As I just joined the ATLF (after the AAE-ESIT, SFT, Sofia, Scam, briefly the CIoL and NETA and before joining the ATAA someday), let me relay the message from an other
acronym organization, which is also making a great deal in advocating literary translators in Europe : the European Council of Literary Translators’ Associations (CEATL). The Council indeed published an « Hexalogue », a code a good practice in six points for all literary translation actors (authors, translators, publishers, etc.). It is reproduced below, and you can also download it on their website. Oh and by the way, don’t forget the Youth Book Fair this week-end in Paris.
The Six Commandments of ‘fair-play’ in literary translation, adopted by CEATL’s General Assembly on 14 May, 2011.
1. Licensing of rights
The licensing of rights for the use of the translation shall be limited in time to a maximum of five years. It shall be subject to the restrictions and duration of the licensed rights of the original work. Each licensed right shall be mentioned in the contract.
The fee for the commissioned work shall be equitable, enabling the translator to make a decent living and to produce a translation of good literary quality.
3. Payment terms
On signature of the contract, the translator shall receive an advance payment of at least one third of the fee.

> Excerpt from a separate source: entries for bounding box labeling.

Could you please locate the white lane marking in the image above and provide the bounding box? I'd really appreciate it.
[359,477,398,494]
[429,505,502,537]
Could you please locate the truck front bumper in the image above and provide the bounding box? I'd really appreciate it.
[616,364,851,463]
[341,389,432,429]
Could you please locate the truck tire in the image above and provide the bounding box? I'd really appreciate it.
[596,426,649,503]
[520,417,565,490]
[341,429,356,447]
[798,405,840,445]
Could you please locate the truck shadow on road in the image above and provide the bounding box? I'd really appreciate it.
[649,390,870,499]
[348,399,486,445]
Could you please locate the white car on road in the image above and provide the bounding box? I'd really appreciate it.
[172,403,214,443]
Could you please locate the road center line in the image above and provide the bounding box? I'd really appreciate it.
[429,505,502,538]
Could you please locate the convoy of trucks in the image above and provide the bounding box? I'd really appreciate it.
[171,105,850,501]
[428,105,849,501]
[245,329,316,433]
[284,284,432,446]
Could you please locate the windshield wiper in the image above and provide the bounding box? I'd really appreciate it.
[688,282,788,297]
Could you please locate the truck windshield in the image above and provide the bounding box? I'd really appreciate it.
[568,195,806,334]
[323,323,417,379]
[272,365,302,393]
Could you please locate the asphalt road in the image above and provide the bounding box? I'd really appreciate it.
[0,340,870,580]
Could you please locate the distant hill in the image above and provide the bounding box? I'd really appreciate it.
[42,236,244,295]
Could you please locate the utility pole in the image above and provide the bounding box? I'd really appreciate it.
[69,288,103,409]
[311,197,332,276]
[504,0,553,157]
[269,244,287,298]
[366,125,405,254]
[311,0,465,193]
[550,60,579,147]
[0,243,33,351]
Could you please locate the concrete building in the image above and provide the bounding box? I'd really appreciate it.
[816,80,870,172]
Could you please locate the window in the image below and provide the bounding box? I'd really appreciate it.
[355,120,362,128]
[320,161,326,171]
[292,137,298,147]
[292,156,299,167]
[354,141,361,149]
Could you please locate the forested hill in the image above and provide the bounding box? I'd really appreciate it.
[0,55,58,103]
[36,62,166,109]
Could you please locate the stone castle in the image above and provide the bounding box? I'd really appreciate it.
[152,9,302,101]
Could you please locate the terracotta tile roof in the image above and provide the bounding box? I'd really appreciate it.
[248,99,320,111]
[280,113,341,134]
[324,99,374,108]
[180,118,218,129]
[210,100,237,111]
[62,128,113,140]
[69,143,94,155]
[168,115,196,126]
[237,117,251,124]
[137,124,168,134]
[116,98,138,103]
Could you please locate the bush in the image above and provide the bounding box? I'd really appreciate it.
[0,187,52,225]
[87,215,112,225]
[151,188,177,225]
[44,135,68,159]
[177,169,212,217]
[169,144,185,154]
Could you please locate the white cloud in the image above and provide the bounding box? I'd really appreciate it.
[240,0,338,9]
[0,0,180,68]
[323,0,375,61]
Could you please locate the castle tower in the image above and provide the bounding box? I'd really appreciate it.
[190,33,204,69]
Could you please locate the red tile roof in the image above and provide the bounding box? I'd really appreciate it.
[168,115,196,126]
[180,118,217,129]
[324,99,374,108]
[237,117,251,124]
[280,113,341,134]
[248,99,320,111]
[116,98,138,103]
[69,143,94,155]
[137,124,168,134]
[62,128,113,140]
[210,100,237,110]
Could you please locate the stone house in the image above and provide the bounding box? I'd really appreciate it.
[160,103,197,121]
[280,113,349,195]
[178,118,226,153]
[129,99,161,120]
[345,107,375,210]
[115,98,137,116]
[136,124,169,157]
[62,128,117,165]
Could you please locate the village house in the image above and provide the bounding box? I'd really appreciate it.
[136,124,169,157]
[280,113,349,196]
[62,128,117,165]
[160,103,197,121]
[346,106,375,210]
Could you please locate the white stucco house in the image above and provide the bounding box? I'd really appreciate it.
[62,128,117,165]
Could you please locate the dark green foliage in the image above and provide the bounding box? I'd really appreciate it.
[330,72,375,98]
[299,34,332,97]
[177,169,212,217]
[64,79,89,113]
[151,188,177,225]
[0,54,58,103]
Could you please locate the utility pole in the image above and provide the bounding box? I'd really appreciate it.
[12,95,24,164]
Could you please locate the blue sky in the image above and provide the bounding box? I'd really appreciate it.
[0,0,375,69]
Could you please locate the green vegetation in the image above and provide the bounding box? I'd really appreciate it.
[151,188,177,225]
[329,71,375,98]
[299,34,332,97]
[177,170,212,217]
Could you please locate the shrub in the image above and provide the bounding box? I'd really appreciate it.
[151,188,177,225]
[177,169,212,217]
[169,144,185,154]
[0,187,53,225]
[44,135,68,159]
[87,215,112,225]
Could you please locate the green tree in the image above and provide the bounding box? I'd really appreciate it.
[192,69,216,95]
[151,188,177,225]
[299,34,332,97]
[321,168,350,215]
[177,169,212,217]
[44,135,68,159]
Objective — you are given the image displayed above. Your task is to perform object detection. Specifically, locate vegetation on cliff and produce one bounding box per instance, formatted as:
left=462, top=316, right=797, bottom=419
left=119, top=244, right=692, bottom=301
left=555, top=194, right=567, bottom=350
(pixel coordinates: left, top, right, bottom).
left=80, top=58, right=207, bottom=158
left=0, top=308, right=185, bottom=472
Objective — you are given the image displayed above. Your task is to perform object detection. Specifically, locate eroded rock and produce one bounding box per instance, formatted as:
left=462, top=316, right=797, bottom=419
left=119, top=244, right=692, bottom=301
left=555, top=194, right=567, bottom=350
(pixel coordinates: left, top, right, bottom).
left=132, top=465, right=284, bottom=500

The remainder shall be paid on delivery of the translation at the latest.
4. Obligation to publish
The publisher shall publish the translation within the period stipulated in the contract, and no later than two years after the delivery of the manuscript.
5. Share in profit
The translator shall receive a fair share of the profits from the exploitation of his/her work, in whatsoever form it may take, starting from the first copy.
6. Translator’s name
As author of the translation, the translator shall be named wherever the original author is named.